My initial reaction to Concepcion was that it’s not a bad deal for consumers because the tradeoff AT&T had to make to ensure that it wouldn’t be subject to a class action was to provide consumers with better relief than they would likely receive in court. As a (rather cynical) consumer who would expect to receive very little in a class action suit, that seems like a fair tradeoff, as I noted in AT&T Mobility v. Concepcion: Is Class Arbitration Dead?.

I didn’t read Concepcion as standing for the proposition that companies can get out of class actions merely by including a class action waiver in their arbitration agreements, but rather that class action waivers would be upheld if the arbitration process provided consumers with true relief, which was clearly the case in Concepcion. I’ll admit, however, that I’ve become a bit nervous over the past several months as post-Concepcion cases have been decided and as I’ve read commentary by arbitration experts who would clearly disagree with my optimism. AMEX III will test whether my optimism was indeed naive.
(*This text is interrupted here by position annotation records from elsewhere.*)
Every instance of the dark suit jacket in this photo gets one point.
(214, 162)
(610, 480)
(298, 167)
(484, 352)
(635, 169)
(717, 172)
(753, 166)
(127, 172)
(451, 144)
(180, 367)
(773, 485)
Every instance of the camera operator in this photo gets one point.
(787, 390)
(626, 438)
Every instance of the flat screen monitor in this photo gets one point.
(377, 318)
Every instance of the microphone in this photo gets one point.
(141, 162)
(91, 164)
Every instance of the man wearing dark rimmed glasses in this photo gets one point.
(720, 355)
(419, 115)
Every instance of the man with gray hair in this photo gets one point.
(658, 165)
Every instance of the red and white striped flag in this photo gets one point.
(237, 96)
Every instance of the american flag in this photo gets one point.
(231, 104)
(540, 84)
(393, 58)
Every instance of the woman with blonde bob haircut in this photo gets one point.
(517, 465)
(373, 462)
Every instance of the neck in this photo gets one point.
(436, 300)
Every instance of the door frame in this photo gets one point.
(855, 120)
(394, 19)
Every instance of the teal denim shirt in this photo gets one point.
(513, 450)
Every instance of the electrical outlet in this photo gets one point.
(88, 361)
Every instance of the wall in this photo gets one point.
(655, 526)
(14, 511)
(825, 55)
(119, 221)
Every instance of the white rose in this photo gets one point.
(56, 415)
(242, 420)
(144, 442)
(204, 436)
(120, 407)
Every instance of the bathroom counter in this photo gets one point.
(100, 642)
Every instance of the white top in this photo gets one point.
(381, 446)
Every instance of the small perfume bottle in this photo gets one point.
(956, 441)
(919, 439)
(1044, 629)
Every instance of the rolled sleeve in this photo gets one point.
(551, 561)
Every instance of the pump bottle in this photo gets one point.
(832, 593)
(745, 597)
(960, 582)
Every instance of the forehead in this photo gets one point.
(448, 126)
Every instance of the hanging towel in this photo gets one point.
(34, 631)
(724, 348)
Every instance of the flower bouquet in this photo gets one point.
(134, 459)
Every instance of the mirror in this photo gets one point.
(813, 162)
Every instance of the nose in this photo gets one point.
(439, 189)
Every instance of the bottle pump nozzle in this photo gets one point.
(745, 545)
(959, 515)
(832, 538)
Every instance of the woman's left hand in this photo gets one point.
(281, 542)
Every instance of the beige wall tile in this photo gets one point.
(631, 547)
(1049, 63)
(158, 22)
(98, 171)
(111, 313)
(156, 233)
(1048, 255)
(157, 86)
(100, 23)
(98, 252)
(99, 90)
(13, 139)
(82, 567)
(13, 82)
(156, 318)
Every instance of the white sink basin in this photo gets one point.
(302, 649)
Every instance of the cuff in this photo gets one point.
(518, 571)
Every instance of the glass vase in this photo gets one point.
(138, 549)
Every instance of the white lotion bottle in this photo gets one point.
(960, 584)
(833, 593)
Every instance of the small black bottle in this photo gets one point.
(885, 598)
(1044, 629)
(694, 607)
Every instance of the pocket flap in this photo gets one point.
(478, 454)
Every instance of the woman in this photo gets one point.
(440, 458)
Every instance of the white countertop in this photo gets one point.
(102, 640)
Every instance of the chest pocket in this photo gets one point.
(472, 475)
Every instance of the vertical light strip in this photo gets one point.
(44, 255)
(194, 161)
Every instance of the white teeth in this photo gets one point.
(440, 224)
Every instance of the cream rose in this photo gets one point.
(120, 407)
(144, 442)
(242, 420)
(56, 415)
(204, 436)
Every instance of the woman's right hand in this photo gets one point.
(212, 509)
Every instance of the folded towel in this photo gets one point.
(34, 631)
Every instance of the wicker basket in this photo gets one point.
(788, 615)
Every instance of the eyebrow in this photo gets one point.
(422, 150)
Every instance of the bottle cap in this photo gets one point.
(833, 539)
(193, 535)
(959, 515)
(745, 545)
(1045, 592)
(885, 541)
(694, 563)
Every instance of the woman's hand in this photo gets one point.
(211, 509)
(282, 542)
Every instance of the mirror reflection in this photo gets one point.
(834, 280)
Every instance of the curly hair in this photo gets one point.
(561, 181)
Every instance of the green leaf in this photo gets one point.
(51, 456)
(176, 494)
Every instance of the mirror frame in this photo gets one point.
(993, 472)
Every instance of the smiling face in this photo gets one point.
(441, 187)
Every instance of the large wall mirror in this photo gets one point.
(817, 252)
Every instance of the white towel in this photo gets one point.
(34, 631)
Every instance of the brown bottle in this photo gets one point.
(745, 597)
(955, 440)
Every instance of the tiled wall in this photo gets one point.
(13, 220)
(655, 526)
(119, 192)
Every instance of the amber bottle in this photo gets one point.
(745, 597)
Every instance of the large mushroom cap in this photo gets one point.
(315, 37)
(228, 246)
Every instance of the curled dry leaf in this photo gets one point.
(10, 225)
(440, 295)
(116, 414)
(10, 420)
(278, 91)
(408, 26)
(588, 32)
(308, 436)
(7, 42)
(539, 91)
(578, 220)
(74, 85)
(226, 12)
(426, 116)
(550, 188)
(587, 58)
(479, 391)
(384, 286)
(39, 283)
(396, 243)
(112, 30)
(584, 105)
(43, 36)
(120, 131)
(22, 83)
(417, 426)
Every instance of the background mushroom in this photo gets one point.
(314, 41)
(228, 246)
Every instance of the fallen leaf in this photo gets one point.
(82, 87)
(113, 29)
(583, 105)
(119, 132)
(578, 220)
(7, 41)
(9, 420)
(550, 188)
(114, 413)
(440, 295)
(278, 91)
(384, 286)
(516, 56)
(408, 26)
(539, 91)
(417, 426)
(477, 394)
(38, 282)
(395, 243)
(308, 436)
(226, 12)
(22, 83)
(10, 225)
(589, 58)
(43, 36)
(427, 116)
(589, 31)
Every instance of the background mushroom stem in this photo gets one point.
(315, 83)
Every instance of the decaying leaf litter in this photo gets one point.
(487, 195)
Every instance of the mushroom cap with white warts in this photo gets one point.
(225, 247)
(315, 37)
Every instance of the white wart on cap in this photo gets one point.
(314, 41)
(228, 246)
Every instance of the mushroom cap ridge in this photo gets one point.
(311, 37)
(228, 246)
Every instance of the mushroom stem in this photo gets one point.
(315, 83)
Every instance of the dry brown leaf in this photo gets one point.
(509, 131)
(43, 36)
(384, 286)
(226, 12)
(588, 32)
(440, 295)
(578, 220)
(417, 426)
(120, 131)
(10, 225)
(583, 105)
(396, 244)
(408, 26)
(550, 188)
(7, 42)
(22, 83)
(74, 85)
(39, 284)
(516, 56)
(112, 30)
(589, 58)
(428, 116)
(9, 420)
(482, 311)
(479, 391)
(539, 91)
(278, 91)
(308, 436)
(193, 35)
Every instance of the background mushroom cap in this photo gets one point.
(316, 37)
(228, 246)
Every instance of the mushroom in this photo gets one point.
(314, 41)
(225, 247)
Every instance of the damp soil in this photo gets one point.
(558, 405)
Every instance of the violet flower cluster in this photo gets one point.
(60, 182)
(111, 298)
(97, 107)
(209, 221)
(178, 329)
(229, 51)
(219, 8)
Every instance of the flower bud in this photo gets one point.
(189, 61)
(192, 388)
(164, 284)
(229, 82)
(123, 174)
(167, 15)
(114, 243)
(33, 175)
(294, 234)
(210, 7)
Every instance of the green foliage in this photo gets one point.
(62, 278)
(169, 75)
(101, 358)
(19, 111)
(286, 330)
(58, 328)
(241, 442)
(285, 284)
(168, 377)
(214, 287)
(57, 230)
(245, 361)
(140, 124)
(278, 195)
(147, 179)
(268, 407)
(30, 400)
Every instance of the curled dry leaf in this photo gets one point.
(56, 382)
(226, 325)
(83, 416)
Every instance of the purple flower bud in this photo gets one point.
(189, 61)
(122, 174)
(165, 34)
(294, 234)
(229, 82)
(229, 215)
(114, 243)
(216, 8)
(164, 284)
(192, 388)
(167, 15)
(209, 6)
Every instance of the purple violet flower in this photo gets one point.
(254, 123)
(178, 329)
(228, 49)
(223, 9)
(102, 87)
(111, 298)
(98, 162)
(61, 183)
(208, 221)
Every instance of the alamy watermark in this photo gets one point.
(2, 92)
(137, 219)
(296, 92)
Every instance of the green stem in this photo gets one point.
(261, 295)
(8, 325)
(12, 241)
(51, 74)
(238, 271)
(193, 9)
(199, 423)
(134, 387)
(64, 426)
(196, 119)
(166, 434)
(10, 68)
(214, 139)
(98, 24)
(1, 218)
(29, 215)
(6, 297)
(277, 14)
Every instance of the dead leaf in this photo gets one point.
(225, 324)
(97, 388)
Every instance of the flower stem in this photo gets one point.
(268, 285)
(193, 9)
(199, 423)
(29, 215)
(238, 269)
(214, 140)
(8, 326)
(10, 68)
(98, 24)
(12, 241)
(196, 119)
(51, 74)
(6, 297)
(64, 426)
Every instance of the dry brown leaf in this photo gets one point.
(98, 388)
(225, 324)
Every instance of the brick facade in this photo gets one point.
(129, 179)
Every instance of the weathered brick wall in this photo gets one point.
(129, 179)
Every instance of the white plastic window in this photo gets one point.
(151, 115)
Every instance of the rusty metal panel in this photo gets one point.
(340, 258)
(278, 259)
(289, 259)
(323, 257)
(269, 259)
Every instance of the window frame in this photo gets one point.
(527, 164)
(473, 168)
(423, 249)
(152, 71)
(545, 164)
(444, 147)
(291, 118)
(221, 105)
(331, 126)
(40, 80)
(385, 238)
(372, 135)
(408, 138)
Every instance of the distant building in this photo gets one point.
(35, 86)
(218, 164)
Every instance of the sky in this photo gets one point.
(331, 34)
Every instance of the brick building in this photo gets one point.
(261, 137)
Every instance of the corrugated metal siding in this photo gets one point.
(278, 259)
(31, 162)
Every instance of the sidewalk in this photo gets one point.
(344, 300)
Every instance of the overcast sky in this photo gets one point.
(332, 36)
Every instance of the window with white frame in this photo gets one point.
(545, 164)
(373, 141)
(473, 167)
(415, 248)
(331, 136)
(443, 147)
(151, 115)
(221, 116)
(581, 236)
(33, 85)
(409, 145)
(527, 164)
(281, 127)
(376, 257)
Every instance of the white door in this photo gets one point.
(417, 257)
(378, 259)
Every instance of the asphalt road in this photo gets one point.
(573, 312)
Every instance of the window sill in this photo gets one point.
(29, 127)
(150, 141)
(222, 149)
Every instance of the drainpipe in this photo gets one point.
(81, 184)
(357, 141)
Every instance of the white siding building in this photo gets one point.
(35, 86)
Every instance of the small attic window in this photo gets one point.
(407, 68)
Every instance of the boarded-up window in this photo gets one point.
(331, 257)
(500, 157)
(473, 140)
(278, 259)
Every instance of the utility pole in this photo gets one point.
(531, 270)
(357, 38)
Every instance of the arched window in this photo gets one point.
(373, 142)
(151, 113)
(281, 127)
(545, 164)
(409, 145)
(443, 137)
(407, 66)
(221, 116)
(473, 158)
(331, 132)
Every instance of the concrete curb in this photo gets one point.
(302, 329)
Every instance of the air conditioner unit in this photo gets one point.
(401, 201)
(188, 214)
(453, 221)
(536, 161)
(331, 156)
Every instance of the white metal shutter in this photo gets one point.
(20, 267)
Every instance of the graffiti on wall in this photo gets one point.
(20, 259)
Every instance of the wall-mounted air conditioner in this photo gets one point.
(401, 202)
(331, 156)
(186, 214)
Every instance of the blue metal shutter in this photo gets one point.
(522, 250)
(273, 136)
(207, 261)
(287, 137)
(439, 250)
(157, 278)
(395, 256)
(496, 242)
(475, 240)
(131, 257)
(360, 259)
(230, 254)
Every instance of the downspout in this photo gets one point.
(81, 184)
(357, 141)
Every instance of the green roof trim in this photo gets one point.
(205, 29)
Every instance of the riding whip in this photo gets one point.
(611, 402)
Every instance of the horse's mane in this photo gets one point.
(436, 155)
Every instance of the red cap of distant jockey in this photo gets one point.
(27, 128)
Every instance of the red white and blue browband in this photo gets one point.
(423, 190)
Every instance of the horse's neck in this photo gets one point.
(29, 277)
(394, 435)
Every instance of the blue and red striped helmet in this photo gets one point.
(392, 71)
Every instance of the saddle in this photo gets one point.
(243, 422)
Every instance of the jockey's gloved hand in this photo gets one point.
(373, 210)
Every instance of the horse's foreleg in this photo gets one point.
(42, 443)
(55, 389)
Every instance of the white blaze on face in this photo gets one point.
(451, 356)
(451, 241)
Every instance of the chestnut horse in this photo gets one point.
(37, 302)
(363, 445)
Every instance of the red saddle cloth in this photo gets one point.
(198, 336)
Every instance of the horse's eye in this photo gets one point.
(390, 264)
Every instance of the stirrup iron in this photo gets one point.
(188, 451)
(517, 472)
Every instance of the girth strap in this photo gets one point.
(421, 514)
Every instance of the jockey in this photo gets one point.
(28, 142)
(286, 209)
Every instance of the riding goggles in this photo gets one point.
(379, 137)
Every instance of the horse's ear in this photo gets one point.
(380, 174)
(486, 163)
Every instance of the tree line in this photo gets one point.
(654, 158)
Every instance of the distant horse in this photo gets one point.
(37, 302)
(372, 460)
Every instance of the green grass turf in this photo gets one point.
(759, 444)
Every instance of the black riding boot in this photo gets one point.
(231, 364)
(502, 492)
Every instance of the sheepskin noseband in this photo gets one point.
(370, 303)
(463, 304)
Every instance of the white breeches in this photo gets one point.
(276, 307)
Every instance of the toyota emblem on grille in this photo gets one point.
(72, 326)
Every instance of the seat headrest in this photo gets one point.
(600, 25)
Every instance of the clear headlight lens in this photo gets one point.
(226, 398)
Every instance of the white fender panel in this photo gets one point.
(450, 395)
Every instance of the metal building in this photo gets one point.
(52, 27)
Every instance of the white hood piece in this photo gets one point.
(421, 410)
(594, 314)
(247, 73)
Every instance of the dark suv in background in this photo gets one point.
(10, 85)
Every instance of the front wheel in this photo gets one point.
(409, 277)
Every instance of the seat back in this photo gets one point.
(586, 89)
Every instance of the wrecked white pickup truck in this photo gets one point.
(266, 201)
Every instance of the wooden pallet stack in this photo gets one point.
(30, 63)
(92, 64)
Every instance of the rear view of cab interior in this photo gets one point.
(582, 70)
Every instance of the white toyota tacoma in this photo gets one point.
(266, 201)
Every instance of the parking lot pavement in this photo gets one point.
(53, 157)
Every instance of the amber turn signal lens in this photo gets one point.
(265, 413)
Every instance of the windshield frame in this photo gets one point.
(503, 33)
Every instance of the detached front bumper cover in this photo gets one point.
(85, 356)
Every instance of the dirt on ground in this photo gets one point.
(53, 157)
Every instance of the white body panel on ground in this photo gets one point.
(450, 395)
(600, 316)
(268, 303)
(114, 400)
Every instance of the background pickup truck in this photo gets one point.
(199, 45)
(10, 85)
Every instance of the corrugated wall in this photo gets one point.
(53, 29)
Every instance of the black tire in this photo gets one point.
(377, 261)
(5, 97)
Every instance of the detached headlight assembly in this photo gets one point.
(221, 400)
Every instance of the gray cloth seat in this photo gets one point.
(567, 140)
In its third time around (the case that the Supreme Court has agreed to hear) the Second Circuit distinguished Concepcion and once again found that the arbitration clause was unenforceable because the practical effect of enforcement would be to preclude the plaintiffs’ ability to vindicate their federal statutory rights. According to the ADR Prof Blog, “The Second Circuit’s efforts to carve out an exception to AT&T Mobility under the ‘vindicating rights’ doctrine are squarely on the line. Since the ‘vindicating rights’ doctrine seemed one of the only valid ‘loopholes’ to AT&T Mobility, the American Express decision will surely be the most important arbitration law case coming out of the Court this term.”

I’ll certainly be watching this case closely, and my money’s on the Second Circuit’s decision to be upheld. At least I’d sleep better at night as a consumer … and as a Monday-morning quarterback.